Optional BacktestDataConfig for controlling historical data providers.

When provided, this configuration is passed to strategy-specific adapters (LP, Perp, Lending) to control historical data provider behavior: - use_historical_volume: Fetch LP fee data from subgraphs - use_historical_funding: Fetch perp funding rates from APIs - use_historical_apy: Fetch lending APY from subgraphs - strict_historical_mode: Fail if historical data unavailable - Fallback values for when historical data is unavailable - Rate limiting configuration for CoinGecko and The Graph - Cache settings for persistent data storage

Example

from almanak.framework.backtesting.config import BacktestDataConfig

data_config = BacktestDataConfig( use_historical_volume=True, use_historical_funding=True, use_historical_apy=True, strict_historical_mode=False, ) backtester = PnLBacktester( data_provider=data_provider, fee_models=fee_models, slippage_models=slippage_models, data_config=data_config, )

__post_init__

__post_init__() -> None

Validate configuration after initialization.

run_preflight_validation async

run_preflight_validation(
    config: PnLBacktestConfig,
) -> PreflightReport

Run preflight validation checks before starting a backtest.

Performs validation checks to ensure data requirements can be met: - Checks price data availability for all tokens in config - Verifies data provider capabilities match requirements - Tests archive node accessibility if historical TWAP/Chainlink needed - Estimates data coverage based on provider capabilities

Parameters:

Name Type Description Default
config PnLBacktestConfig

Backtest configuration specifying tokens, time range, etc.

required

Returns:

Type Description
PreflightReport

PreflightReport with pass/fail status and detailed check results.

Example

preflight = await backtester.run_preflight_validation(config) if not preflight.passed: print(preflight.summary()) # Handle validation failure else: result = await backtester.backtest(strategy, config)

backtest async

backtest(
    strategy: BacktestableStrategy,
    config: PnLBacktestConfig,
) -> BacktestResult

Run a backtest for a strategy over the configured period.

This method: 1. Initializes a simulated portfolio with initial capital 2. Creates a HistoricalDataConfig from the backtest config 3. Iterates through historical market states 4. For each time step: a.

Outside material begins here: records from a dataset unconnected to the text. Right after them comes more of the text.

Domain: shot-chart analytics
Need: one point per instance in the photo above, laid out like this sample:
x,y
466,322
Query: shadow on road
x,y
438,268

Creates a MarketSnapshot from MarketState b. Calls strategy.decide(snapshot) to get intent c. Queues intent for execution (with inclusion delay) d. Executes queued intents e. Marks portfolio to market 5. Calculates final metrics and returns BacktestResult

Parameters:

Name Type Description Default
strategy BacktestableStrategy

Strategy to backtest (must implement BacktestableStrategy)

required
config PnLBacktestConfig

Backtest configuration (time range, capital, models, etc.)

required

Returns:

Type Description
BacktestResult

BacktestResult with metrics, trades, and equity curve

Raises:

Type Description
ValueError

If strategy is not compatible with backtesting

get_fee_model

get_fee_model(protocol: str) -> FeeModel

Get the fee model for a protocol.

Parameters:

Name Type Description Default
protocol str

Protocol name (e.g., "uniswap_v3", "aave_v3")

required

Returns:

Type Description
FeeModel

FeeModel for the protocol, or default if not found

get_slippage_model

get_slippage_model(protocol: str) -> SlippageModel

Get the slippage model for a protocol.

Parameters:

Name Type Description Default
protocol str

Protocol name (e.g., "uniswap_v3", "gmx")

required

Returns:

Type Description
SlippageModel

SlippageModel for the protocol, or default if not found

PnLBacktestConfig

almanak.framework.backtesting.PnLBacktestConfig dataclass

PnLBacktestConfig(
    start_time: datetime,
    end_time: datetime,
    interval_seconds: int = 3600,
    initial_capital_usd: Decimal = Decimal("10000"),
    fee_model: str = "realistic",
    slippage_model: str = "realistic",
    include_gas_costs: bool = True,
    gas_price_gwei: Decimal = Decimal("30"),
    inclusion_delay_blocks: int = 1,
    chain: str = "arbitrum",
    tokens: list[str] = (lambda: ["WETH", "USDC"])(),
    benchmark_token: str = "WETH",
    risk_free_rate: Decimal = Decimal("0.05"),
    trading_days_per_year: int = 365,
    initial_margin_ratio: Decimal = Decimal("0.1"),
    maintenance_margin_ratio: Decimal = Decimal("0.05"),
    mev_simulation_enabled: bool = False,
    auto_correct_positions: bool = False,
    reconciliation_alert_threshold_pct: Decimal = Decimal(
        "0.05"
    ),
    random_seed: int | None = None,
    strict_reproducibility: bool = False,
    staleness_threshold_seconds: int = 3600,
    institutional_mode: bool = False,
    min_data_coverage: Decimal = Decimal("0.98"),
    allow_hardcoded_fallback: bool = False,
    allow_degraded_data: bool = True,
    require_symbol_mapping: bool = False,
    use_historical_gas_prices: bool = False,
    gas_eth_price_override: Decimal | None = None,
    use_historical_gas_gwei: bool = False,
    track_gas_prices: bool = False,
    preflight_validation: bool = True,
    fail_on_preflight_error: bool = True,
)

Configuration for a PnL backtest simulation.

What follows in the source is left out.